We had sinned and needed covering before the holy God. We had a “record of debt that stood against us” because we were humans with sin. So, to rescue us, God needed not only to become fully man, and suffer with us, but suffer for us, unto death, that his death might be for us, his brothers, the death we deserved for our sins. That’s what it means when the high priest “[makes] propitiation for the sins of the people.” The people’s sin against the holy and infinitely worthy God deserves his righteous, omnipotent wrath. And in becoming human, and suffering with us, and unto death, for us, Jesus absorbs the just penalty due us that we might be delivered from hell and the justice due our sin.
And verse 18 gives us one more reason, embedded in the first, for why Jesus was made like us, in every respect, including suffering and then dying in our place.
4. Jesus Helps Us Right Now
Verse 17 is amazing in that he deals with our sin, and gets us right with God, and verse 18 is amazing in that he’s ready and eager to help us right now. He both makes atonement for us in his death, and he rises again, and sends his Spirit, that he might help us in our struggles right now. Look at verse 18:
For because he himself has suffered when tempted, he is able to help those who are being tempted.
Because Jesus suffered, he can help us in our suffering.
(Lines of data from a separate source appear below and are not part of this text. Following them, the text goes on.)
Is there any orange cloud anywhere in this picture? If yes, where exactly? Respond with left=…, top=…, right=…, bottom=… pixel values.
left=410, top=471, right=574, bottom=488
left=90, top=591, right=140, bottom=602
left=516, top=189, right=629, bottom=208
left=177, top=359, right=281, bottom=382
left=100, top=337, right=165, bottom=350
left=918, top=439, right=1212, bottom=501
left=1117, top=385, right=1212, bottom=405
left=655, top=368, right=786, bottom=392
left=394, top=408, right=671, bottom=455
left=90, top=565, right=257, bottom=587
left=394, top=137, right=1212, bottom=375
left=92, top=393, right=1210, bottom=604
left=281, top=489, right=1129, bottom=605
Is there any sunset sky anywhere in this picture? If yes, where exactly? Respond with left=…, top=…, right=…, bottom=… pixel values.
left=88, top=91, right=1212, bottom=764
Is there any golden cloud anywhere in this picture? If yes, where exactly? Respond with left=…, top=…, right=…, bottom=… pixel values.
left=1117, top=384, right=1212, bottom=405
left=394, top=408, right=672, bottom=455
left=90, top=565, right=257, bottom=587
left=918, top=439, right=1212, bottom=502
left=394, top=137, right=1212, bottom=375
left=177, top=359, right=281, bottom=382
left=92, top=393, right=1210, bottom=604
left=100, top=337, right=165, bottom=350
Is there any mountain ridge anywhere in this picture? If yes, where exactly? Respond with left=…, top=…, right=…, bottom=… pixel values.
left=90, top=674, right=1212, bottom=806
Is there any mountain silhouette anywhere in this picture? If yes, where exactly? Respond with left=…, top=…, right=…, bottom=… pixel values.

That is, because he suffered unto death to atone for our sins, he is able to indwell us by his Spirit, draw near to us in our time of need, and help us in whatever tests and challenges and trials and temptations we face in the ongoing struggle of the Christian life. Jesus not only saves us out of sin’s curse, but also through sin’s temptations. He atones for our sins, and stands ready to come to our aid in temptation and in our own suffering. Having saved us from sin’s guilt, he is poised to save us from sin’s power.
So, as Hebrews 12:2 says, Jesus is not only the founder, the archegos, the beginner, the champion of our faith, but also the finisher. He’s not only the beginner but finisher. Our champion not only leads the way and goes ahead of us to face the foe, but he also doubles back to check on us, to help us, to keep us.
What Child Is This?
Let’s close, then, with this question: What help do you need this Advent? How are you suffering? What’s your present trial (or trials)? What’s testing your faith most right now? What’s tempting you to sin or give up? What’s your biggest need this Advent?
In Advent, we don’t just remember what he did in the past; we remember who he is in the present. Christmas is not only a was; it’s an is. Get his help. He not only gets us; he helps us. So, as we come to the Table, let’s ask for his help afresh. What need do you bring to the Table this morning? How do you need his help to persevere?
The one who meets us here is fully divine, the second person of the eternal Godhead, who in his happy, expansive, overflowing, gracious nature, took our full humanity to come rescue us. And he suffered with us — and for us unto death. He destroyed Satan, and he delivers us from our sins. And he rose from the dead, and ascended, and is now enthroned in heaven, where he stands ready, by his Spirit, to help us in the fight of faith.